The first sentence has clearly a negative sentiment since the word bad exists. However the second phrase contains the word great so a specific matching rule should take into consideration the word If and annotate this phrase as one having negative sentiment despite the presence of word great.

After running GATE here is how the -now structured- data look like from a smaller sample of the original dataset (notice the highlighted record and the IfGood flag) :


With data in a structured form as the one depicted above we are then ready to identify which Tweets were found having a positive or negative sentiment, see erroneous annotations , take corrective actions and finally analyze the information and extract knowledge from it.

Senin, 12 Oktober 2009

Mining the Tweets

I received through my Google Alerts a very interesting article : Twitter is in talks with Microsoft and Google regarding the use of Data Mining technology on user Tweets.

Despite the fact that Twitter execs do not appear so eager in making the deal as soon as possible, these news clearly show where things are going. If and when the deal is finalized it will be very interesting to see :


1) What kind of Data and Text Mining techniques will be mostly used? Which of them will prove useful?

Many examples of what can be done in terms of Data and Text Mining application on Twitter were given in this blog (starting from January 2009). In my opinion, types of analysis that will prove to be interesting -apart from Sentiment Mining for Products and Services which is already taking place- are Cluster Analysis (see post "Clustering the Thoughts of Twitter Users" here) and Prediction of Virality.

Although Twitter will be able to monetize through insights extracted from Cluster Analysis and Opinion - Sentiment Mining perhaps the most important analysis is finding patterns in user emotional states.

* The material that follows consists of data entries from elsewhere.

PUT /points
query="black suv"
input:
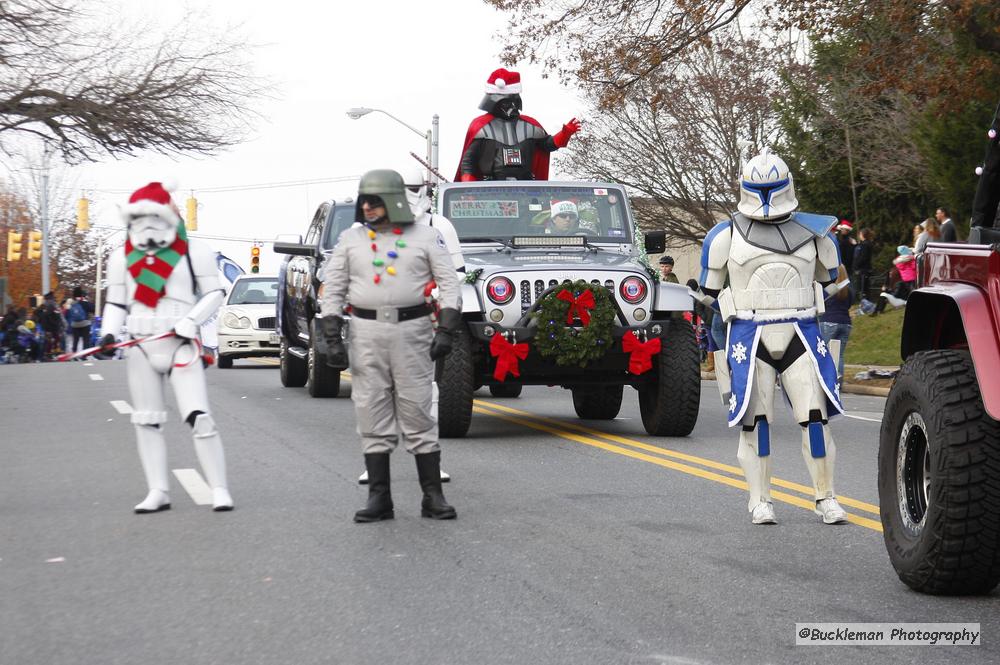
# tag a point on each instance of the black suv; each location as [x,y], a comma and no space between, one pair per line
[303,352]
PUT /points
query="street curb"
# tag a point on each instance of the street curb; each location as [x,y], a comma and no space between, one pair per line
[851,388]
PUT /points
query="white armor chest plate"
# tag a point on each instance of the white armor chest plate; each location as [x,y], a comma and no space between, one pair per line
[176,301]
[762,280]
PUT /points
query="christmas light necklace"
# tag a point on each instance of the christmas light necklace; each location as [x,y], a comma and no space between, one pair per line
[386,265]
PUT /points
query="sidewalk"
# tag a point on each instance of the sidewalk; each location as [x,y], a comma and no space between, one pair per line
[873,387]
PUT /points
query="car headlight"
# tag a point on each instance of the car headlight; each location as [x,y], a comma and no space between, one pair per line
[230,320]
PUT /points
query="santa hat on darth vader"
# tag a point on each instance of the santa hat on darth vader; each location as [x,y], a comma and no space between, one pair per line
[501,84]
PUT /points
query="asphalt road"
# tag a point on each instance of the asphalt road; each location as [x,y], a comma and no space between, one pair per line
[576,542]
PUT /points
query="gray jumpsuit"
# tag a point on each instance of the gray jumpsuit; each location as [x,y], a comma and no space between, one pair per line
[391,369]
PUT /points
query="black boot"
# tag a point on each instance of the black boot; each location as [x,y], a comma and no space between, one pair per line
[429,471]
[379,499]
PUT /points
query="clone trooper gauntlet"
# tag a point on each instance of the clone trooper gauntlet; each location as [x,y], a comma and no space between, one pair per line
[444,339]
[336,352]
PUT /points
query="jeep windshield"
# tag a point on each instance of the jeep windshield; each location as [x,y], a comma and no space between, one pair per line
[492,211]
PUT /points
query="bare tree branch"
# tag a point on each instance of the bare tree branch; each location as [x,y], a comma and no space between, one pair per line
[92,91]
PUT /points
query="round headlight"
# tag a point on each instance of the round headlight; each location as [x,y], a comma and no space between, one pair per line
[632,290]
[500,290]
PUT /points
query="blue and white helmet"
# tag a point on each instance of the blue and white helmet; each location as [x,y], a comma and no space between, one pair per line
[766,189]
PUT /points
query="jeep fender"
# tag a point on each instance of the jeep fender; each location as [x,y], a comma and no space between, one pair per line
[954,315]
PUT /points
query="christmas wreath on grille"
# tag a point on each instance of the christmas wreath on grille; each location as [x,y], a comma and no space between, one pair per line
[560,312]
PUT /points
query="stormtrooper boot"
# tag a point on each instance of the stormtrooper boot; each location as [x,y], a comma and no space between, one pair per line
[208,448]
[379,505]
[429,472]
[153,455]
[819,453]
[754,455]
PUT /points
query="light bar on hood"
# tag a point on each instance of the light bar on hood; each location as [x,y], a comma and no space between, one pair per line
[549,241]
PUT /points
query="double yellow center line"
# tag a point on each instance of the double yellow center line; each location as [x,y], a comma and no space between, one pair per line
[693,465]
[797,495]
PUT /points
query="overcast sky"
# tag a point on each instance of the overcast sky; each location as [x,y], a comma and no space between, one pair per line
[412,59]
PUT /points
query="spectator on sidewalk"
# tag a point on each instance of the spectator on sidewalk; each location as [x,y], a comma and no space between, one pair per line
[948,231]
[846,243]
[930,232]
[901,280]
[862,266]
[835,323]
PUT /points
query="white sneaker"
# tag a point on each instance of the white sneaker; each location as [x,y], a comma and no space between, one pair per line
[154,502]
[830,511]
[763,513]
[221,500]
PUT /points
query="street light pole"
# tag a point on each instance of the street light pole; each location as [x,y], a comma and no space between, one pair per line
[430,136]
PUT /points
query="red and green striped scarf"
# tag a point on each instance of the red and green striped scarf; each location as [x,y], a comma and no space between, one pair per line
[150,271]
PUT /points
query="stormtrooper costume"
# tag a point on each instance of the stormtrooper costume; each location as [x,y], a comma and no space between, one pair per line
[161,282]
[768,267]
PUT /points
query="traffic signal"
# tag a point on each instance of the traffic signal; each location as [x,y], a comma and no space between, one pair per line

Recall that everything needed for such an analysis exists in user Tweets : Life Events, thoughts and their associated emotional states. What emotions drive people in making several decisions such as which Product to buy or which Politician to support? What kind of feelings are generated during a bad economy? Perhaps by analyzing Tweets we could understand people (and thus consumers) in entirely new ways since this is the first time that this information is available to us.

2) How will Twitter users react when knowing their Tweets are being analyzed?

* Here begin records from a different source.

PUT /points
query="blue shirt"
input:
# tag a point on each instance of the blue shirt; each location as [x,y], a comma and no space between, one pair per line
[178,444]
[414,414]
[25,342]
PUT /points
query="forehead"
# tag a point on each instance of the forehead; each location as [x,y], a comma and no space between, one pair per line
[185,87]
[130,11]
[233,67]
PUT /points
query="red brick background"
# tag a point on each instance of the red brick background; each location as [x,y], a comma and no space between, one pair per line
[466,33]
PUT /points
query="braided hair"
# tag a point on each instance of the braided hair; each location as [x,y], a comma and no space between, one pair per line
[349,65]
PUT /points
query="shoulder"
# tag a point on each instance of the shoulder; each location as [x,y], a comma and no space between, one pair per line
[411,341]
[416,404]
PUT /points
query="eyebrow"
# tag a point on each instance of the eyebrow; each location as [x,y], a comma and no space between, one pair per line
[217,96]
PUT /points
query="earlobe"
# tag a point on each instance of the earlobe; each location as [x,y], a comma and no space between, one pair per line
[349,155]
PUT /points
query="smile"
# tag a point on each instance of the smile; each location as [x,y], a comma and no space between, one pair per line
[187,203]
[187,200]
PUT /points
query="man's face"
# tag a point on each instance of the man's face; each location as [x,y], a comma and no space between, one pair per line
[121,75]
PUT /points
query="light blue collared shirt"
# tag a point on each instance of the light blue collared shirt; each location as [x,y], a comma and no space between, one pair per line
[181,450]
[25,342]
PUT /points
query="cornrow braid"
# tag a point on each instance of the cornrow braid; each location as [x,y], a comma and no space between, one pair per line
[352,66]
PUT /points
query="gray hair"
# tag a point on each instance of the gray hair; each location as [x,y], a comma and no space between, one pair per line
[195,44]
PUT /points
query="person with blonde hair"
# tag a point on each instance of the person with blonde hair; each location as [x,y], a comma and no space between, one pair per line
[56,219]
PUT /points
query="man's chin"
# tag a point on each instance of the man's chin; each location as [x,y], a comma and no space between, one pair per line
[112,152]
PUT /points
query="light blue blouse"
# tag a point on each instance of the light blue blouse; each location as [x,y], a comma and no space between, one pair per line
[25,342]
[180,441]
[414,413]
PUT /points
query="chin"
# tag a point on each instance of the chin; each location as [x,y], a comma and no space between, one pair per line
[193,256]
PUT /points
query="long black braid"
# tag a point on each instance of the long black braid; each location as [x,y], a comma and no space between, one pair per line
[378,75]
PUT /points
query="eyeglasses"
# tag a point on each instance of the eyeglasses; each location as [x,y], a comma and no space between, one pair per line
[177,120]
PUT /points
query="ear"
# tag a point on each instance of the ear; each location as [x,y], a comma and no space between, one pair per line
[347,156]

My first impression is that Twitter users do not care too much if companies extract the insights discussed above however this does not mean that people's opinion will stay like this. Again, user reaction on this matter is something that could be changed anytime and should be looked at closely.

3) Which other technologies will be mostly sought?

Although no one can give a definitive answer, i would likely expect Natural Language Processing (NLP) and Ontologies to be also heavily used and sought as expertise.